Experimental studies have shown that the
IL6/GP130/STAT3 pathway is involved in
pancreatic cancer tumorigenesis and progression as well as in the development of other
tumors.
Bazedoxifene, a selective estrogene receptor modulator clinically available for the treatment of
osteoporosis, has been shown to be an effective GP130/STAT3 signaling inhibitor through in vitro and small animal studies. Our aim was to investigate the effect of
bazedoxifene on
tumor progression in patients with advanced pancreatic and gastric
tumors. We analyzed the data of 7 patients (5 suffering from pancreatic and 2 from gastric
adenocarcinoma), with locally advanced and/or metastatic disease, median age 73 years old (range 48 - 86 years).

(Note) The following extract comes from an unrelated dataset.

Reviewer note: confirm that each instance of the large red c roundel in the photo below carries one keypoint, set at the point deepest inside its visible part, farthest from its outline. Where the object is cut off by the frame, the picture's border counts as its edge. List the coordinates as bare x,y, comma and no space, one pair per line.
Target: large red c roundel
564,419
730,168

Bazedoxifene was given orally at a dose of 20 mg per day for a median duration of 9 months (range 5 - 14 months). Two patients received
bazedoxifene as monotherapy, 5 patients were under concomitant
chemotherapy. Results showed
tumor marker reduction in 5 patients, stable disease on CT in 5 patients and metabolic regression on PET-CT in 3 patients. Weight was gained in 4 patients. Two patients developed
deep vein thrombosis and one
pulmonary embolism, the treatment was otherwise well tolerated. An immunhistochemical study of pSTAT3 was performed in 6 patients, out of which 3 were positive. Our preliminary data indicate that
bazedoxifene is a potential new therapeutic option for pancreatic and
gastric cancer therapy, safe to use and at low cost. It might be administrated at an early stage with current strategies. Based on these preliminary results, we will initiate a prospective clinical study.